There's another poster on here last year - she's likely name changed now but she used to be Eeyore777. You can look up her threads.

She was in a similar boat. She was miserable. I often wonder what happened to her and if she's still in her marriage and if she still lurks here.

UndersecretaryofWhimsy · 26/04/2017 10:53

I really don't see how the situation you describe makes you also to blame...?

Look, here's what your future looks like if you stay with this guy and the two of you don't start having a satisfying sex life. (And I'd be honest, I don't see that happening since he appears to be just plain not into sex.)

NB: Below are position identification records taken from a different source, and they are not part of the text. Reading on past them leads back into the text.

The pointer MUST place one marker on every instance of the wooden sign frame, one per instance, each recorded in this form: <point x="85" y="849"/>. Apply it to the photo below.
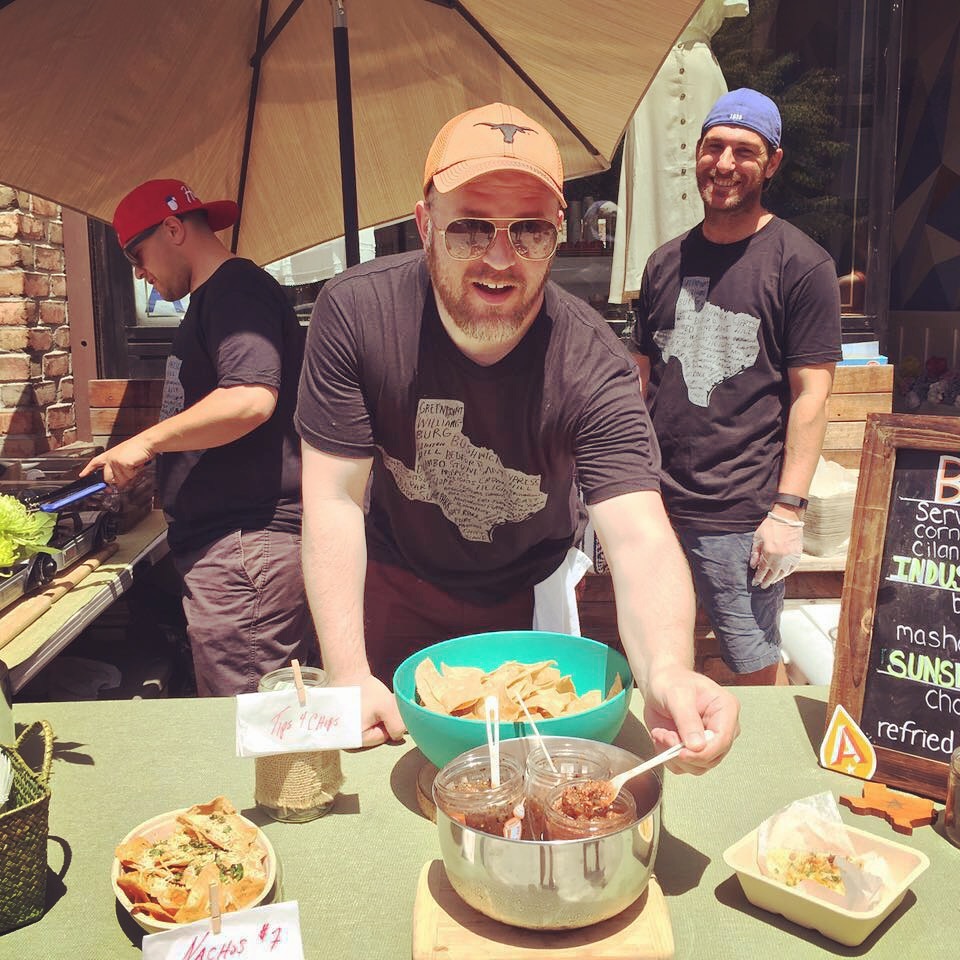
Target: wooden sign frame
<point x="884" y="435"/>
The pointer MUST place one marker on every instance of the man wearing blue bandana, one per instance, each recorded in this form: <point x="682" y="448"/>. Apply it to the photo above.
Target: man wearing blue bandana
<point x="737" y="337"/>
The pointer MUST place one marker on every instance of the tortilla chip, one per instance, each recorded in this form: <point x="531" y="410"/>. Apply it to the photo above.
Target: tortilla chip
<point x="615" y="687"/>
<point x="154" y="911"/>
<point x="168" y="877"/>
<point x="461" y="691"/>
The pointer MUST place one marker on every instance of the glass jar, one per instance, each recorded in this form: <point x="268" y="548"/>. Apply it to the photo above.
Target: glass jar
<point x="296" y="787"/>
<point x="951" y="809"/>
<point x="558" y="826"/>
<point x="462" y="791"/>
<point x="570" y="764"/>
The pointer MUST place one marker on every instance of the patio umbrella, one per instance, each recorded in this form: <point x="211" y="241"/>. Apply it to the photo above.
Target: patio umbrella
<point x="239" y="97"/>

Option one: you get more and more negative and ground down about your worth and become increasingly depressed. Your resentment about this issue eats away at your relationship until it dissolves in a morass of arguments and blame.

Option two: you meet someone you really want to have sex with who really wants to have sex with you right back. You cheat on your husband and your relationship dissolves in a morass of arguments and blame.

I agree with Elspeth: you've stayed and not mentioned this because it is safe. I would suggest getting into counselling yourself to ask yourself why you have put up with this so long.